Notes to Financial Statements
December 31, 2020 and 2019
1. | ORGANIZATION AND DESCRIPTION OF BUSINESS |
Nature of Business
American Robotics, Inc. (the “Company”) was incorporated on October 13, 2016 in Delaware, and is a developer of specialized drone technology. The Company manufactures an autonomous remote sensing drone solution consisting of a custom-designed drone and proprietary base station, the American Robotics Scout system, for use primarily in the agriculture industry. The Company was principally in the research and development phase and has commenced sales as it continues to build and enhance its product as it brings it to market.
Going Concern Uncertainty
The Company’s financial statements have been prepared assuming the Company will continue as a going concern. The Company has stockholders’ deficit of approximately $1.9 million as of December 31, 2020 and incurred a loss from operations of approximately $2.6 million and used approximately $2.1 million in cash for operating activities during the year ended December 31, 2020 raising substantial doubt about the Company’s ability to continue as a going concern. Management’s plans in response to this are to start commercial drone sales as well as reducing costs as needed and working towards raising additional capital through issuance of common stock or other financing to obtain the necessary funding and sustain operations.
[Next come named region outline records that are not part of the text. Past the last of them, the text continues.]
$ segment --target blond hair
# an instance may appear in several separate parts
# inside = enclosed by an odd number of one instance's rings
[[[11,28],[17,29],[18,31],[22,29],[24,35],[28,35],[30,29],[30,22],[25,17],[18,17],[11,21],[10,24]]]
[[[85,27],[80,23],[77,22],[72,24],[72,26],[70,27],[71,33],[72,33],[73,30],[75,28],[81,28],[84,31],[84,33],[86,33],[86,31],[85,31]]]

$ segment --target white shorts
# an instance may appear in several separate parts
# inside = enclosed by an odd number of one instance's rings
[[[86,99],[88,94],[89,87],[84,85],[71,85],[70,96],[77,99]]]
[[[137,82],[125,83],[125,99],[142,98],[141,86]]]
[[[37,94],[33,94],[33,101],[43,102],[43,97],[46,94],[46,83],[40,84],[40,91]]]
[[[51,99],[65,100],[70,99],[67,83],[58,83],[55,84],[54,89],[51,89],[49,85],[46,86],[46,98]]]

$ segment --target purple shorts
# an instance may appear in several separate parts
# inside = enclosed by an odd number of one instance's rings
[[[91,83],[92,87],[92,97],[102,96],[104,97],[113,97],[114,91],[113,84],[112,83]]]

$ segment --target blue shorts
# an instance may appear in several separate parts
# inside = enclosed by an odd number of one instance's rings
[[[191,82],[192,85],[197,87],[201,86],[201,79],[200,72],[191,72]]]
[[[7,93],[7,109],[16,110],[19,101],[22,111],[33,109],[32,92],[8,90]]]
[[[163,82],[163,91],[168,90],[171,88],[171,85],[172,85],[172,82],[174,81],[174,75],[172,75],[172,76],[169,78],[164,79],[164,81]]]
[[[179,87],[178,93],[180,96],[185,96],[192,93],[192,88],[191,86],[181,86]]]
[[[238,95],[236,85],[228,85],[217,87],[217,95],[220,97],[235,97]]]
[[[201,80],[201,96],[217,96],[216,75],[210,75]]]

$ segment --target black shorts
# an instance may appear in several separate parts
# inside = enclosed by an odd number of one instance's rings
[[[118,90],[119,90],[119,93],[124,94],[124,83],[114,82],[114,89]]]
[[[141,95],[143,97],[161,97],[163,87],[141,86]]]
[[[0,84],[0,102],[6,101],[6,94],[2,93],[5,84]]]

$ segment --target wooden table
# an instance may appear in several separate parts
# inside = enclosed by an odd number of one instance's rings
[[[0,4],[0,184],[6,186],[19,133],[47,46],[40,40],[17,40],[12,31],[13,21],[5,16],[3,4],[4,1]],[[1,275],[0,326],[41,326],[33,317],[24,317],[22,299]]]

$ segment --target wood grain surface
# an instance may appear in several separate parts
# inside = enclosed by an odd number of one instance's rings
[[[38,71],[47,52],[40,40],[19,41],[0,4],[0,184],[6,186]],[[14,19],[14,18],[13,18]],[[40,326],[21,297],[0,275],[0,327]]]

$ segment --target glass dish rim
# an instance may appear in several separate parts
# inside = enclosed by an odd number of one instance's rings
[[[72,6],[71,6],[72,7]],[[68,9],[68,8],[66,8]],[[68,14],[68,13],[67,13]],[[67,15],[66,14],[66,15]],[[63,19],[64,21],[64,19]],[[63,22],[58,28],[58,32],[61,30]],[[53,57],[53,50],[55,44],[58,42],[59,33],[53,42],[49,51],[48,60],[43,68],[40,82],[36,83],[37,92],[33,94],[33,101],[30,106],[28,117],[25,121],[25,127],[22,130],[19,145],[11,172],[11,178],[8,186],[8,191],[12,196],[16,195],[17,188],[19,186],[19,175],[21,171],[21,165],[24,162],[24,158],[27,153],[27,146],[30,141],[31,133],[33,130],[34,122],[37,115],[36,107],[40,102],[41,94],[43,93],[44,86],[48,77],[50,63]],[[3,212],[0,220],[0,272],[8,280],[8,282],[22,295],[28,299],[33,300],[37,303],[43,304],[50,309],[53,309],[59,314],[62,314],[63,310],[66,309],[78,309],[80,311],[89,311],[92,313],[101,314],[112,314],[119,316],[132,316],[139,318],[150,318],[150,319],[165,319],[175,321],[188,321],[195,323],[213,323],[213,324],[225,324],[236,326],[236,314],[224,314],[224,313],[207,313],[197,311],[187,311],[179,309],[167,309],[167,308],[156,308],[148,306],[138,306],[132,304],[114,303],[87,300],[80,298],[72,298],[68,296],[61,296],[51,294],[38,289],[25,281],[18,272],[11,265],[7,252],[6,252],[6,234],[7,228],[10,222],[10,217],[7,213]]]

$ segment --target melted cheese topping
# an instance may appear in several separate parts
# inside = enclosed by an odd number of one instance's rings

The Company’s ability to fund operations and capital expenditures in the future will be dependent on its ability to achieve its plan objectives. However, there can be no assurance that the Company will be able to achieve its strategic initiatives or obtain additional funding in the future. The financial statements do not include any adjustments that might result from the outcome of this uncertainty.
2. | SUMMARY OF SIGNIFICANT ACCOUNTING POLICIES |
This summary of significant accounting policies of the Company is presented to assist in understanding the Company’s financial statements. These accounting policies have been consistently applied in the preparation of the financial statements.
Basis of Presentation
The accompanying financial statements of the Company are presented in U.S. dollars in conformity with accounting principles generally accepted in the United States of America (“GAAP”).
The Notes to Financial Statements are an integral part of these statements.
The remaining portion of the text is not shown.